A Swashbuckling, Romantic Adventure
by: Ted Anthony Roberts
 
 
 
Chapter 3
A Mysterious Note
 
“This party is getting a bit wild.” says Donaree to a very beautiful woman. “Would you care to step out onto the balcony with me?”        
“What do you have in mind, sir?” asks she in return, with a smile.
“Red wine is very good – but there is no comparison to the taste of beautiful red lips!” comments Donaree, returning the lady’s smile with one of his own.
“You have convinced me, sir.” says she, holding out her arm to the Musketeer. He takes her arm into his own, and they both proceed out onto the balcony.
The air is crisp and cool, the stars show brightly in the heavens, and the moon is so enticingly beautiful that the couple cannot help but to indulge themselves into a kiss. But first, they look into one another’s eyes, and smile boldly with eager anticipation.
“Madame de La Rose,” Donaree says, addressing the lady before him, “how can any man resist you?”     
“If my lover had heard you say that, sir, he would have some words to exchange with you.”         
“Oh? And what would I say to myself?”
“Well, you would say,” she continues, while taking his arms and placing them around her waist, “you would say in your conceited way,” she laughs a little, while Donaree’s eyes bulge at the statement, ‘“I, the greatest Musketeer, am the luckiest of all men, for I have Madame de La Rose as my lover!’”  
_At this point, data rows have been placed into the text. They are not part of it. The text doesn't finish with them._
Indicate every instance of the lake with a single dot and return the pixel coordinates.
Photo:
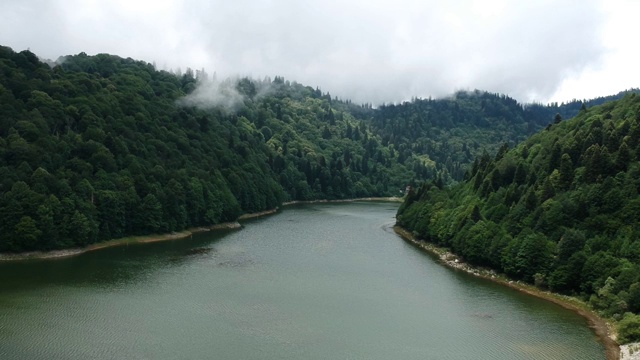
(318, 281)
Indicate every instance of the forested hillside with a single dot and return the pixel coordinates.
(561, 210)
(100, 147)
(451, 132)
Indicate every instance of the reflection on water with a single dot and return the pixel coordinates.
(312, 282)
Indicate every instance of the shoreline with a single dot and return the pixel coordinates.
(602, 328)
(142, 239)
(64, 253)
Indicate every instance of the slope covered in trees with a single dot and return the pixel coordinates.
(560, 210)
(99, 147)
(102, 147)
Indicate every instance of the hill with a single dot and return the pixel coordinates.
(561, 210)
(100, 147)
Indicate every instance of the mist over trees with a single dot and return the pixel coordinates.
(561, 210)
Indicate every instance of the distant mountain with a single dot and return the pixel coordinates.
(561, 210)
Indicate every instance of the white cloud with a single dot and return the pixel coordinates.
(370, 51)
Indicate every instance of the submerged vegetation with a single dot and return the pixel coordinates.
(100, 147)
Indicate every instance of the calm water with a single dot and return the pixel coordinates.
(312, 282)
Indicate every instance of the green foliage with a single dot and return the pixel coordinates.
(101, 147)
(567, 201)
(629, 329)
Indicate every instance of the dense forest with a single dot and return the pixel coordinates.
(561, 211)
(100, 147)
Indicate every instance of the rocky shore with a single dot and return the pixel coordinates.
(604, 330)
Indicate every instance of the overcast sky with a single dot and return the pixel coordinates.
(366, 50)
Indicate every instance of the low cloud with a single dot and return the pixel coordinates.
(369, 51)
(213, 94)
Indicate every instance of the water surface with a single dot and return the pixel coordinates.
(325, 281)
“Why, your lover must indeed be conceited!”        
“Because he thinks himself the greatest of all Musketeers?” she asks, increasing her smile.
“No, because he thinks he is the luckiest of all men for having you as his lover.”
“What!” she screams, bulging her eyes as well.
He bellows out with a hearty laugh. “Touché, my sweet!” he says. “It seems that you are correct about your lover: he is the happiest of all men, for he has indeed the most beautiful of women to love him. For that statement, I will most certainly agree.”
“Well, that is better.” she concludes.
They then proceed to kiss. Still in their embrace, their lips begin to slowly move in toward each other. Closer and closer their heads come together, their lips parting, while anticipating the moment when their lips will finally meet . . . then, bump! Suddenly, an image of the older man appears – that is, the older man who had bumped into Donaree, intentionally, and who had challenged him to a duel! The entire scenery around Donaree begins to change. No longer is Madame Rose standing before him; no longer is he on a balcony; no longer is he even in the same location he was in just two seconds earlier. Instead, his body is located in the midst of a Paris street. The sun is still up, and yet getting ready to go down; and the streets are completely crowded: filled with merchants; buyers; peasants; beggars; and soldiers – including Donaree and the older man.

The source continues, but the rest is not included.